A-TEST IN SAHARA
Support By Britain? (Rec. 9 p.m.) NEW YORK, Nov. 5. Diplomatic observers today interpreted a speech by the British delegate, Mr David Ormsby-Gore, to the United Nations Political Committee, as indicating British support for the French plans to explode a nuclear weapon in the Sahara Desert soon. The United States has not yet indicated its attitude to the Sahara test, but French sources said they counted on Washington’s support as well. Twenty African and Asian nations have submitted a resolution urging France to call off her plans for testing the bomb.
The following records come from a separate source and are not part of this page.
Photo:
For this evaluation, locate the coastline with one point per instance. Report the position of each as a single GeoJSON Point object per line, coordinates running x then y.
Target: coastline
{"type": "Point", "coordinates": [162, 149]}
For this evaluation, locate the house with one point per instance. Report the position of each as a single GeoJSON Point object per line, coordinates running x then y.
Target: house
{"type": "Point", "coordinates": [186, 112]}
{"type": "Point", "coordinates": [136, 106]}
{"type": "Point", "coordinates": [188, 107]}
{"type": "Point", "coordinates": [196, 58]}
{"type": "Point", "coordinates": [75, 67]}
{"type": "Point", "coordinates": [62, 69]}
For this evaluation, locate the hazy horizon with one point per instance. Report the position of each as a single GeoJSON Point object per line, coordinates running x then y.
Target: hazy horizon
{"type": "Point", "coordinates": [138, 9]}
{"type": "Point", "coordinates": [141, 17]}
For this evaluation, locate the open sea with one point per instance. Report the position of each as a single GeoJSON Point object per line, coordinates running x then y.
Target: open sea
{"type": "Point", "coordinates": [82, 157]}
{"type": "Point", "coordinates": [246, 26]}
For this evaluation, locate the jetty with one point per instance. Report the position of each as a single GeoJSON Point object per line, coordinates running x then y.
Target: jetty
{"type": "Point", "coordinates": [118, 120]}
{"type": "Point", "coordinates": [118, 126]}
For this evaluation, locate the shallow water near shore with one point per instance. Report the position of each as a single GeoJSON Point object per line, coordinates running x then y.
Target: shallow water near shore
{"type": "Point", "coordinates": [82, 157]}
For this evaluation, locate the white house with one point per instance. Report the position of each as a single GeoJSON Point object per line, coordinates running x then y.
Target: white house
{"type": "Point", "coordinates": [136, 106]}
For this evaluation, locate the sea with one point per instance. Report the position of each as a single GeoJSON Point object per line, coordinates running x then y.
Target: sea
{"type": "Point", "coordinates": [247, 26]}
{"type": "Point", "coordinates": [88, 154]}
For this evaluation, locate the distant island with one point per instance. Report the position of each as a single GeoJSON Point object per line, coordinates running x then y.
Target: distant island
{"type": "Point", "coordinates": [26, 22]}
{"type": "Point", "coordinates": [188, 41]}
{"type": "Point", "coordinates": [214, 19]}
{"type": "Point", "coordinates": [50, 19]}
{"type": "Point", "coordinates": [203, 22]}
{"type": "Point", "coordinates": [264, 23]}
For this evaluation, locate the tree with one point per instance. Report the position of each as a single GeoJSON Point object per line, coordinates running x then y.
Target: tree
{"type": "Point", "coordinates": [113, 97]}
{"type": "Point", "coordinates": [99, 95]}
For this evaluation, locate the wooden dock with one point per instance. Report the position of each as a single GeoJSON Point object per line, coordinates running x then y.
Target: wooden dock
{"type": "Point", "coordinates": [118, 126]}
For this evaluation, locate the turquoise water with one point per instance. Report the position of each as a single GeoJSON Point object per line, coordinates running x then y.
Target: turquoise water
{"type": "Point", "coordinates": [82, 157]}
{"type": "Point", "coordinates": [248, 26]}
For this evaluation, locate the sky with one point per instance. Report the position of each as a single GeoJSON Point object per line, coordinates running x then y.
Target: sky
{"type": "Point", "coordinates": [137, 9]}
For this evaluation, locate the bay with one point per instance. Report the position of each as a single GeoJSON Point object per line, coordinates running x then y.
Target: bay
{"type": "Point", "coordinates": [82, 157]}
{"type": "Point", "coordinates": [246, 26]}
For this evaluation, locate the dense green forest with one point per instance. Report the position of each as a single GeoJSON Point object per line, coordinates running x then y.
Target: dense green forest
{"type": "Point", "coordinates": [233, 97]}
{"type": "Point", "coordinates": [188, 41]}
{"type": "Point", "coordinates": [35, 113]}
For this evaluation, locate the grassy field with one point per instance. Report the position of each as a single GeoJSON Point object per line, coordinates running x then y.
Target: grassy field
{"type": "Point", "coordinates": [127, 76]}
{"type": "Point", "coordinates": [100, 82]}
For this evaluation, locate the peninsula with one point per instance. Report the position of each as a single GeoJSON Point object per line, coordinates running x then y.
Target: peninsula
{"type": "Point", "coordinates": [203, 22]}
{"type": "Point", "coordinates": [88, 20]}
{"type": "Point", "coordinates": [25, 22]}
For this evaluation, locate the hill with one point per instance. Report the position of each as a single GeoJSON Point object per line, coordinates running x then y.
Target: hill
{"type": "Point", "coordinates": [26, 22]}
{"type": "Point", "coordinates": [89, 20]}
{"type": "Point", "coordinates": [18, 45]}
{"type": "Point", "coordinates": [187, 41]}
The proposal specifically would have the Assembly express “grave concern” over the intention of the French Government to conduct atomic tests in the Sahara, and urge France to refrain frcm such tests.
Mr Ormsby-Gore, who is British Minister of State for Foreign Affairs, tried to quell African fears about hazards from the test when he said that a “considerable degree” of British experience in its tests in Australia showed that radioactivity decreased sharply with distance. He said British experience showed that the effects of the explosion would not endanger the health and safety of Sahara inhabitants, much less those living further away. Mr Ormsby-Gore emphasised that it was an atomic bomb that France planned to explode, not a hydrogen bomb, such as Britain had exploded in its Australian proving ground. “That makes a profound difference,” Mr Ormsby-Gore said. The French explosion would be a fraction of that of an H-bomb, which projected a large quantity of radioactive matter high into the stratosphere.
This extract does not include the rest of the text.